INPUT TABLE
pcd | INCOME | Education | age1to_20 | TG |
---|---|---|---|---|
a1001 | INCOME_1 | Education_1 | 1 | 1 |
a1003 | INCOME_2 | Education_2 | 0 | 2 |
a1001 | INCOME_3 | Education_2 | 5 | 2 |
a1002 | INCOME_2 | Education_2 | 1 | 5 |
a1003 | INCOME_1 | Education_2 | 3 | 4 |
REQUIRED OUTPUT
pcd | INCOME_1 | INCOME_2 | INCOME_3 | Education_1 | Education_2 | age1to_20 | TG |
---|---|---|---|---|---|---|---|
a1001 | 1 | 0 | 1 | 1 | 1 | 6 | 1.5 |
a1002 | 0 | 1 | 0 | 0 | 1 | 1 | 5 |
a1003 | 1 | 1 | 0 | 0 | 2 | 3 | 3 |
pcd is index and income1,income2,income3,education1,education2,age are aggregated to sum while TG is aggregated to average.
pd.pivot_table(df, index=['pcd', 'age1to_20'],
aggfunc={'INCOME':sum,'Education'=sum,'age1to_20'=sum,'TG':avg},fill_value=0)

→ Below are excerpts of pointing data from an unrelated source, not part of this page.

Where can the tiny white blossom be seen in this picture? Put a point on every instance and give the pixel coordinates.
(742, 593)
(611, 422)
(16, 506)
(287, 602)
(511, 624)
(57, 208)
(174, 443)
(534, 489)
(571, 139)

Tried above code but finding no success
CodePudding user response:
You can first melt
, then pivot_table
to reshape, and finally groupby.agg
to combine the 'pcd':
agg_funcs = {'TG': 'mean', 'pcd': 'first'}
out = (df
.melt(['pcd', 'age1to_20', 'TG'])
.assign(v=1)
.pivot_table(index=['pcd', 'age1to_20', 'TG'], columns='value',
values='v', fill_value=0)
.reset_index().rename_axis(columns=None)
.pipe(lambda d: d.groupby('pcd', as_index=False)
.agg({c: agg_funcs.get(c, 'sum') for c in d.columns}))
)
Output:
pcd age1to_20 TG Education_1 Education_2 INCOME_1 INCOME_2 INCOME_3
0 a1001 6 1.5 1 1 1 0 1
1 a1002 1 5.0 0 1 0 1 0
2 a1003 3 3.0 0 2 1 1 0
CodePudding user response:
As an alternative, you can use crosstab and groupby:
x=pd.crosstab(df['pcd'],columns=df['INCOME'])
print(x)
'''
INCOME INCOME_1 INCOME_2 INCOME_3
pcd
a1001 1 0 1
a1002 0 1 0
a1003 1 1 0
'''
y=pd.crosstab([df['pcd']],columns=[df['Education']])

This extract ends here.